Para mim, a partir da lista tríplice do MP, a escolha do PGR deveria ocorrer seguindo deliberações de um conselho, sendo, o mais indicado para isso, o Conselho da República. Afinal, trata-se de órgão superior de consulta do presidente da República formado por representantes dos três poderes e da sociedade civil.

Impeachment

A segunda mudança que precisa ser feita diz respeito à abertura de processo impeachment contra o(a) presidente quando este(a) incorrer em crime de responsabilidade. A Constituição Federal (CF) de 1988, em seu Art. 85, define, de forma bem clara, quais são os crimes de responsabilidade que o(a) presidente da República pode ser enquadrado.

Entretanto, o parágrafo único do Art. 85 afirma que os crimes previstos no artigo “serão definidos em lei especial, que estabelecerá as normas de processo e julgamento”. Ocorre que tal lei complementar nunca foi feita, sendo aplicada nos dois casos de impeachment que ocorreram no país a lei nº 1.079 de 10 de abril de 1950.

Com efeito, a mesma CF, em seu Art. 51, afirma que “compete privativamente à Câmara dos Deputados autorizar, por dois terços de seus membros, a instauração de processo contra o Presidente e o Vice-Presidente da República e os Ministros de Estado”.

Neste momento, temos um impasse, pois na ausência de uma lei específica para o impeachment, as representações da sociedade civil que chegam à Câmara Federal – casa do povo – se apoiam no Art. 14 da lei nº 1.079, que traz a seguinte redação: “é permitido a qualquer cidadão denunciar o Presidente da República ou Ministro de Estado, por crime de responsabilidade, perante a Câmara dos Deputados”.

Nesse cenário, de acordo com o professor de Direito Constitucional Wellington Antunes, na ausência de uma legislação específica, o Supremo Tribunal Federal (STF) definiu que “o presidente da Câmara dos Deputados tem competência para fazer o exame inicial da representação [Art. 14], podendo, inclusive, rejeitá-la, caso entenda que a acusação é patentemente inepta ou despida de justa causa, sujeitando-se, contudo, ao controle do Plenário da Casa”.

No meu entendimento, o STF deveria ter seguido o que diz o Art. 51 da Constituição, onde está claramente assinalado que “compete privativamente à Câmara dos Deputados autorizar […]” tal processo, numa clara alusão ao coletivo, à plenária.

O Art. 51, portanto, não atribui ao presidente da Câmara a prerrogativa de autorizar monocraticamente a instauração de processos contra o(a) presidente da República. Nesse sentido, à semelhança do que ocorreu em 2016 e em outros momentos, o STF legislou, ao invés de aplicar a lei relacionada ao tema do impeachment.
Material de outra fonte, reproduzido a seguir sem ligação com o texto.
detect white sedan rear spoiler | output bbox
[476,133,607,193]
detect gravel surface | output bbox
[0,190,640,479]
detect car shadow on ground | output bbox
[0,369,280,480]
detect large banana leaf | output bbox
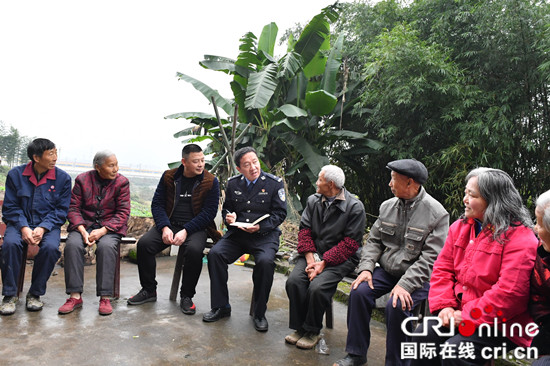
[273,118,306,133]
[258,22,279,56]
[279,104,307,117]
[277,52,302,80]
[321,34,344,94]
[304,35,330,78]
[176,72,233,115]
[245,64,277,109]
[199,55,249,77]
[306,90,338,116]
[294,6,338,65]
[235,32,261,72]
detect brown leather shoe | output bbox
[285,329,305,344]
[296,332,321,349]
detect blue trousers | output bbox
[346,267,430,365]
[208,231,280,318]
[0,225,61,296]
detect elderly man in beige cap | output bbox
[335,159,449,366]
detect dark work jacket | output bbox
[222,171,286,237]
[151,165,221,242]
[2,162,71,231]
Em resumo, penso que é preciso haver uma lei específica acerca dos processos relacionados a crimes comuns e a crimes de responsabilidade dos(as) presidentes da República. Isso é necessário porque não é legítimo que apenas um deputado federal, no caso, o presidente da Câmara, tenha, à semelhança do PGR, poderes quase imperiais para decidir, monocraticamente, se aceita ou não uma representação contra o(a) presidente da República e dê sequência aos trâmites do processo de impeachment.

Entendo esse tipo de situação como um excesso de poder nas mãos de uma única pessoa, algo diametralmente oposto à essência da democracia. Em uma República democrática não pode haver poderes imperiais para quem quer que seja. Afinal, “todo poder emana do povo e em seu nome será exercido”.

Nesse sentido, é preciso reformar o Estado brasileiro, criar e/ou aperfeiçoar a legislação para tornar as instituições cada vez mais democráticas e republicanas. Somente assim o desejo da(o) cidadã(o), manifesto nas urnas a cada eleição, de fato, fará sentido.